Bogor (ANTARA News) - Tim mahasiswa Departemen Biologi Fakultas Matematika dan Ilmu Pengetahuan Alam IPB, melakukan penelitian tentang potensi lumut sebagai zat antimikroba karena belum optimal dalam bidang pengobatan sementara potensi dan keragamannya tinggi.

Keterangan Humas IPB di Bogor, Sabtu, menyebutkan, tim yang diketuai I Made Pradipta Krisnayana itu melakukan penelitian melalui ajang program kreativitas mahasiswa.

Anggota tim peneliti di bawah bimbingan dosen Departemen Biologi FMIPA IPB Dr Triadiatiitu adalah Ivan Permana Putra, Anggianing Tyas Rahayu, Marinda Sari Sofiyana, dan Fitria Dewi.

Menurut I Made Pradipta Krisnayana, penelitian itu didasari oleh adanya potensi pemanfaatan lumut yang belum optimal, khususnya dalam bidang pengobatan, serta adanya kelimpahan dan keragaman yang tinggi pada lumut di Indonesia.

Timnya mengambil sampel lumut di Taman Nasional Gunung Halimun Salak (TNGHS) Jawa Barat untuk kemudian dikoleksi, dan selanjutnya berbagai jenis lumut diidentifikasi di Laboratorium Taksonomi Tumbuhan Departemen Biologi, FMIPA, IPB

Ia menjelaskan, dalam penelitian itu diketahui lumut mengandung senyawa penting antara lain oligosakarida, polisakarida, gula alkohol, asam amino, asam lemak, senyawa alifatik, phenylquinones, zat aromatik dan fenolik, serta masih banyak penelitian yang masih menghubungkan kandungan senyawa lumut dengan bidang medis.

Selain itu, katanya, juga diketahui bahwa sebagian besar jenis lumut yang berhasil diambil di Taman Nasional Gunung Halimun Salak memiliki kandungan yang dapat mengganggu pertumbuhan atau bahkan mematikan bakteri dengan cara mengganggu metabolisme mikroba yang merugi (senyawa aktif antimikrob).

Di antara jenis lumut yang memiliki potensi antimikroba adalah Jungermania. tetragona, Leucobryum javense, Vesicularia reticulata, Pogonatum flexicaule, Heteroscyphus succulentus, Aneura pinguis, Marchantiapolymorpha, dan Leucobryum trichodes.

Ia menjelaskan bahwa ekstrak lumut dengan pelarut air memberikan hasil aktivitas antimikroba terbaik dibandingkan pelarut n-heksana dan metanol.

Selain itu I Made Pradipta Krisnayana dan tim menemukan sebanyak 18 lumut yang mampu menghambat bakteri Gram positif, Gram negatif, maupun keduanya, seperti Atrichum, Dicranum, Mnium, Polytrichum, danSphagnum.

Adanya aktivitas antibakteri yang cukup tinggi ditemukan pada Barbula sp, pada lumut hati Pallavicinia dan Reboulia, dan pada Porella (1983).

Menurut dia, Ichikawa (1982) menemukan adanya aktivitas antimikroba di hampir semua lumut yang diuji.

Adanya tiga senyawa prenyl bibenzyls dari Radula spp. menunjukkan bahwa senyawa bibenzyls dapat menghambat pertumbuhan Staphylococcus aureus.

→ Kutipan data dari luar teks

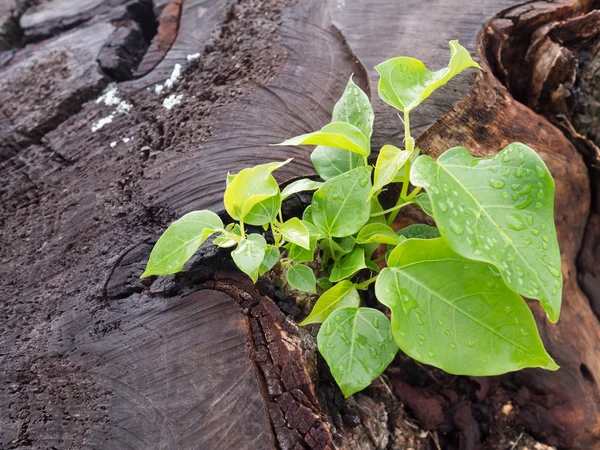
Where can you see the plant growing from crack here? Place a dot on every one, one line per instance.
(454, 292)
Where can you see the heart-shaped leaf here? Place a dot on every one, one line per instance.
(405, 82)
(457, 314)
(302, 277)
(335, 134)
(249, 255)
(180, 241)
(342, 294)
(389, 162)
(295, 231)
(250, 187)
(300, 186)
(349, 265)
(340, 207)
(499, 210)
(358, 345)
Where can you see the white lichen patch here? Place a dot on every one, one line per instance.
(100, 124)
(172, 101)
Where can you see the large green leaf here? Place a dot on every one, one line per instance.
(302, 277)
(389, 162)
(300, 186)
(457, 314)
(358, 345)
(250, 187)
(340, 207)
(499, 210)
(349, 265)
(335, 134)
(249, 255)
(342, 294)
(180, 241)
(405, 82)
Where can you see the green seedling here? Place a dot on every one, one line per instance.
(454, 292)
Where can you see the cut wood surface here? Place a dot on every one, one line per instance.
(91, 358)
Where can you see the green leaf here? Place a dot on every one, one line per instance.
(424, 202)
(295, 231)
(229, 237)
(354, 107)
(349, 265)
(405, 82)
(330, 162)
(419, 231)
(300, 186)
(390, 160)
(378, 232)
(249, 254)
(302, 277)
(358, 345)
(271, 257)
(457, 314)
(342, 294)
(335, 134)
(180, 241)
(499, 210)
(250, 187)
(340, 207)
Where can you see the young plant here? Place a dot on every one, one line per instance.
(454, 292)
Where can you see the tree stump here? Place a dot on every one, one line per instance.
(92, 358)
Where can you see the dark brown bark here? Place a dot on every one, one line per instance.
(92, 358)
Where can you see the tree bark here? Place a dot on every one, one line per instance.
(92, 358)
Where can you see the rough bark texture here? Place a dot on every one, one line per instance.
(92, 358)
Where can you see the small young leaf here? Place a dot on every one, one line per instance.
(180, 241)
(229, 237)
(354, 107)
(358, 345)
(335, 134)
(302, 277)
(499, 210)
(250, 187)
(377, 232)
(389, 162)
(349, 265)
(419, 231)
(406, 82)
(300, 186)
(295, 231)
(271, 257)
(424, 202)
(340, 207)
(457, 314)
(340, 295)
(249, 254)
(329, 162)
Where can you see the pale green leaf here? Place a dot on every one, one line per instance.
(249, 254)
(340, 207)
(302, 278)
(180, 241)
(342, 294)
(378, 232)
(405, 82)
(295, 231)
(300, 186)
(457, 314)
(499, 210)
(390, 160)
(349, 265)
(358, 345)
(335, 134)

Spesies lumut lainnya seperti Anomodon rostratus, Plagiomnium cuspidatum, dan Orthotrichum rupestre menghasilkan zat-zat yang mampu menghambat bakteridan jamur (McCleary et al. 1960).

Beberapa jenis lumut juga ditemukan memiliki berbagai aktivitas penghambatan terhadap beberapa substansi, seperti Plagiochasma, Marchantia tosana japonica yang menunjukkan aktivitas antitumor, antifungal, antimikrob, penghambatan superoksida, penghambatan aktivitas trombin, dan relaksasi otot.

Bakteri uji yang digunakan dalam penelitian ini merupakan bakteri yang umum digunakan untuk studi klinis.

Pada bakteri ini juga digunakan sebagai indikator kandungan antibiotik yang terdapat dalam ekstrak yang digunakan.

Bakteri yang digunakan pada uji ini adalah Eschericia coli yang mewakili bakteri Gram negatif, dan Bacillus subtilis yang mewakili bakteri Gram positif.

Untuk menambah kekayaan dunia medis diperlukan penelitian lanjutan perlu dilakukan uji toksisitas pada ekstrak lumut sebelum diaplikasikan sebagai zat antimikroba.

Bila berhasil dilakukan identifikasi dan pemurnian jenis senyawa aktif dari ekstrak lumut dari hasil penelitian ini, maka berpeluang untuk diajukan hak patennya, demikian I Made Pradipta Krisnayana.